Welcome to
Masks of Mexico Teacher Resource Pages!
These resource pages are designed to support teachers bringing students to the Arizona State Museum on a Masks of Mexico guided program or for self-guided visits. During the guided themed interpretive program, students receive a tour of the exhibition and then rotate through stations using hands-on objects, charts, diagrams and books, and particpating in such activities as making their own codice and paper mask and writing poetry. Self-guided visits are tours you lead yourself. The exhibition text is available on-line to help you prepare to guide your students. See the side panel to find links to a map, vocabulary and more. Also on line is a treasure hunt, bibliographies and podcasts related to the exhibition.
Introduction to the self-guided Masks of Mexico school program
Masks of Mexico: Santos, Diablos y Más is visually stimulating exhibition at the Arizona State Museum—and a perfect setting for your students to learn more about Mexican culture and history.
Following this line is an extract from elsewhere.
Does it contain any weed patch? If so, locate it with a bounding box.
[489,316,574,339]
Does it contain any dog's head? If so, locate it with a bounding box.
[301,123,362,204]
Hundreds of colorful masks and associated artifacts are on display with informative interpretive labels in both English and Spanish.
The Masks of Mexico exhibition is organized chronologically, and after a stunning wall of introductory masks, you and your students will go through areas demonstrating the use of masks in pre-Hispanic times; the impact of the Spanish Conquest; masked dramas in Mexico today; masks from Northwest Mexico; the popular masked Lucha Libre (freestyle wrestling); a mask-maker’s shop; costumed masqueraders in a street scene; video footage of masked dances; and information about collecting Mexican masks as folk art.